Wednesday, March 26, 2008

8 Things You can do Now to Improve Your Software

These aren't new ideas but they are true. The list below focus' on the things that organizations should be doing to help make their agile teams more productive.

  • LET USERS SUBMIT ISSUES! Let users submit issue tickets. They may be bugs, feature requests...whatever. You need to start tracking it. Your users will sense that you place value on their needs and you will have invaluable data for prioritizing new user stories.
  • GET USERS TALKING ABOUT YOUR SOFTWARE! Create a discussion forum or bullitin board for users to discuss the software they use. Creating a community around your software will help endear your users to it. Your engineers, product managers and other stakeholders should be encouraged to actively participate. Your team will gain great insight into how users are using the software.
  • MAKE A USER AVAILABLE! Developers should have real-live users to contact and ask questions. Most of what slows delivery of new features is a clear understanding of how a user will use them. Many new features end up looking nothing like what a user was asking for. These features sit around and remain unused.
  • TESTERS SHOULD BE USER EXPERIENCE EXPERTS! Put user experience experts on your testing team. If you don't have a testing team then become a user experience expert.
  • CO-LOCATE THE "WHOLE TEAM"! XP defines the Whole Team as the developers, testers and users. Studies show that communication is a major linch-pin in the success of software development. Anything you can do to improve communication will pay off.
  • EAT YOUR DOG-FOOD! Dog-fooding is the process of using your own software internally (eating your own dog food). If you use it then you will fix it!
  • RELEASE OFTEN AND EARLY! Your users like to see new features! These days you absolutely MUST give users a sense that your software has a future. Your organization should never consider a project "complete". You must work iteratively and release smaller chuncks of functionality.
  • ALLOW DEVELOPERS TO CHOOSE! The big boys know this one! Google does this and so does M$. Take advantage of your engineers' Creative Momentum and let them decide which project to work on. I would suggest that this can be done from iteration to iteration or release to release.

3 comments:

Anonymous said...

I would question that last point. If a developer can just leave a team whenever they want it seems like it would be difficult for a stable team to form. On the other hand, one might argue that teams which do form this way would be much more stable. The jury's still out for me.

Unknown said...

Your not "forcing" developers to switch projects every iteration or every release. You're simply giving them the option to switch. Most developers will switch to a project and stay their for a while.

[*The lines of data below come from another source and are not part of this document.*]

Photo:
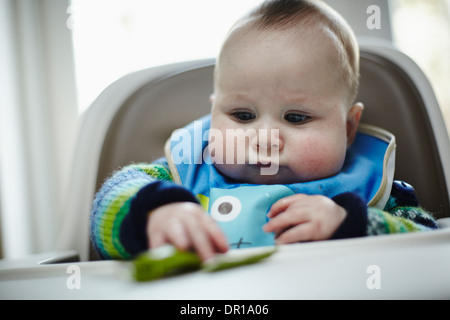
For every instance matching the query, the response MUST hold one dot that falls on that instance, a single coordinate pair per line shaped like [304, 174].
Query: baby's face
[282, 91]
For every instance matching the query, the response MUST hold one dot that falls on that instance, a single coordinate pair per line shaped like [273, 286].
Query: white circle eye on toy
[226, 208]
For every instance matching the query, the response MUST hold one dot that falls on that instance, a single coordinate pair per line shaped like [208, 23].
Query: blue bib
[240, 209]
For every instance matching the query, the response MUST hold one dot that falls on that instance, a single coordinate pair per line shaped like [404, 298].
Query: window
[115, 37]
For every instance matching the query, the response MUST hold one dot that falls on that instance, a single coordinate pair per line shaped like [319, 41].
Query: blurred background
[56, 57]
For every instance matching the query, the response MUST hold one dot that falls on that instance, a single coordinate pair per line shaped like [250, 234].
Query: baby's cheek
[316, 159]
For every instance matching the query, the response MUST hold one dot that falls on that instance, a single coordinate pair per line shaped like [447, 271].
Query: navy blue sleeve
[355, 223]
[133, 233]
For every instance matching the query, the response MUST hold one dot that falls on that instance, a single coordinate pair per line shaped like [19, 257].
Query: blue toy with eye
[241, 212]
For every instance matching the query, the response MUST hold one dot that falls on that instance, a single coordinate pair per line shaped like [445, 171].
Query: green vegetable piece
[162, 262]
[167, 260]
[237, 258]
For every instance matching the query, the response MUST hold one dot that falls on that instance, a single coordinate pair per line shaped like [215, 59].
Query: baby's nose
[267, 140]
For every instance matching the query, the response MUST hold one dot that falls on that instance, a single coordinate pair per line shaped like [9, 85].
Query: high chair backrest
[132, 119]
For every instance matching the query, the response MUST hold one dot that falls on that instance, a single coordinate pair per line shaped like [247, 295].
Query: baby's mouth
[263, 164]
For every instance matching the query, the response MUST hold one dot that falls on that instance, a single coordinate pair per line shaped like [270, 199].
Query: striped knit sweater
[119, 213]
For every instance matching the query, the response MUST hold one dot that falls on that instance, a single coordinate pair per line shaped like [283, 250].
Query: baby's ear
[353, 117]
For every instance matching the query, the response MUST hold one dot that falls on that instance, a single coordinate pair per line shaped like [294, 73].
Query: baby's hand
[304, 218]
[186, 226]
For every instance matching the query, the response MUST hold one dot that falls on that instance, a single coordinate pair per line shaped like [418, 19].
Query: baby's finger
[156, 239]
[176, 235]
[199, 240]
[298, 233]
[283, 204]
[285, 220]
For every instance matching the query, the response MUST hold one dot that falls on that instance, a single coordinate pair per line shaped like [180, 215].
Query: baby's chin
[257, 174]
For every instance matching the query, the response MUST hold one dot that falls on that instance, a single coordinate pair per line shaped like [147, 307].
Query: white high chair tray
[402, 266]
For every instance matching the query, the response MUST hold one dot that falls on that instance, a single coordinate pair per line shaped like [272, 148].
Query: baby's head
[285, 80]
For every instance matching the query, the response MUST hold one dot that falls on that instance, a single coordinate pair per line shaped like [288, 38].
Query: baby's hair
[284, 14]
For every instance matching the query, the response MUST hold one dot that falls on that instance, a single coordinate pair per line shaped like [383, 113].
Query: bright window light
[115, 37]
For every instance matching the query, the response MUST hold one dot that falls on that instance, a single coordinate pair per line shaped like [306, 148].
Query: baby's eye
[296, 118]
[244, 116]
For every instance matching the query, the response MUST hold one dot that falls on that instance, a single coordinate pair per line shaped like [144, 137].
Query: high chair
[131, 120]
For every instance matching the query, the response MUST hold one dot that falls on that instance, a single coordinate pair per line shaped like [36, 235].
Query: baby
[287, 75]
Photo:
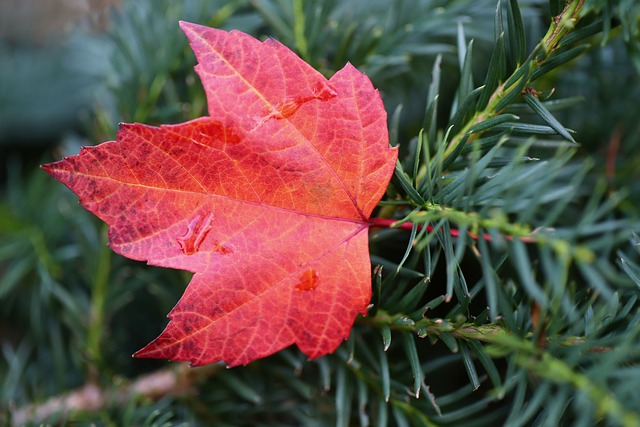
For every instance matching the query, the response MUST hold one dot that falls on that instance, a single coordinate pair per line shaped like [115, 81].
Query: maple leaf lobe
[267, 201]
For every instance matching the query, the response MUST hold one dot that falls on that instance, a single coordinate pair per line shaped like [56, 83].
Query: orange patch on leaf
[283, 193]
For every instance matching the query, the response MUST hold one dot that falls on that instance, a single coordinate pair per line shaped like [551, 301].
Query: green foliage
[512, 299]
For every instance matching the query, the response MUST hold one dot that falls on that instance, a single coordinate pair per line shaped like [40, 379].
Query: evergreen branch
[506, 92]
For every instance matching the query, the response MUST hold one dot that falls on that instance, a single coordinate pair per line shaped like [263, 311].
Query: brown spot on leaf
[308, 281]
[321, 91]
[213, 132]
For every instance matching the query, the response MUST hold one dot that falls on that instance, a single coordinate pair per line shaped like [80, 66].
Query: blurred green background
[72, 313]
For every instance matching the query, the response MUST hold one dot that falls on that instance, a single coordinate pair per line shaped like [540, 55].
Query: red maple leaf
[267, 201]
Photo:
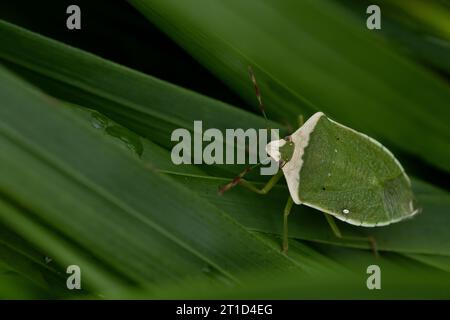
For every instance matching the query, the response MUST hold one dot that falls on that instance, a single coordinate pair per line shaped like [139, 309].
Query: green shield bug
[340, 172]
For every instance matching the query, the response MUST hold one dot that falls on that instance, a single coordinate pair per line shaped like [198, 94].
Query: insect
[341, 172]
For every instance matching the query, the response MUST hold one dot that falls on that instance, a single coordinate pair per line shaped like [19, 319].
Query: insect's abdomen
[353, 177]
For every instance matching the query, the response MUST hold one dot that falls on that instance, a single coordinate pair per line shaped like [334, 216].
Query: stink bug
[339, 171]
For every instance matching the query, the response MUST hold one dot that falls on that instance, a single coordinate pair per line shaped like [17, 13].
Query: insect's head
[281, 150]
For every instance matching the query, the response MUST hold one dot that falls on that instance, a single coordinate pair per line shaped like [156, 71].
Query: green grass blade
[318, 57]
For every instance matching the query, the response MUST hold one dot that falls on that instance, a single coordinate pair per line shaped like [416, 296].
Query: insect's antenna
[236, 180]
[258, 95]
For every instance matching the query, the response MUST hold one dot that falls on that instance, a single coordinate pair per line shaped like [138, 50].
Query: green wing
[353, 177]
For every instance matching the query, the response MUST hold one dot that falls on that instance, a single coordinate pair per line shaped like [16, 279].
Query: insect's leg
[264, 190]
[287, 210]
[338, 233]
[239, 180]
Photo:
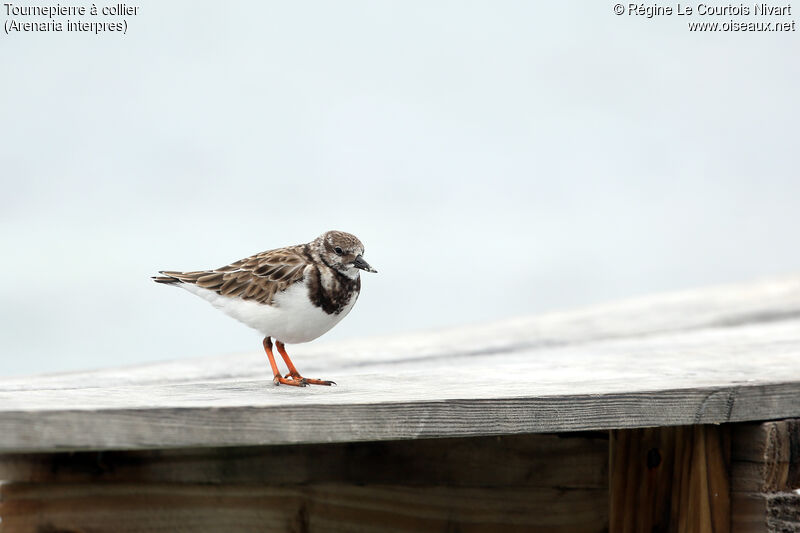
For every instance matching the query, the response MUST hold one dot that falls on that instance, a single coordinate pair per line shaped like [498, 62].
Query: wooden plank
[670, 479]
[765, 477]
[573, 460]
[522, 483]
[327, 507]
[709, 308]
[726, 364]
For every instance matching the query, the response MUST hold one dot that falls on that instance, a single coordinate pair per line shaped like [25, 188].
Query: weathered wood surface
[673, 479]
[706, 356]
[765, 473]
[532, 483]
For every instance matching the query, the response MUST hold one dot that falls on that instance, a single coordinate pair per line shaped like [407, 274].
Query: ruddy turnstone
[292, 294]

This works best when engineers across all projects are co-located. You will reap the benefits of both Creative Momentum and cross pollination.

If you see an unhealthy number of engineer switches taking place (meaning it affects the project velocity) you simply set down some ground rules. Examples could be: You can only switch after 3 iterations on a project, switches must be a one for one swap, both teams must approve the switch etc.

Anonymous said...

Like I said, the jury was still out for me when I wrote that. I think you are right. Relatively stable teams should form because people are going to stay where they are happy and move when they are not.

In a way, it's the most organic way of producing healthy teams. It may take a couple of iterations but the end result would be better.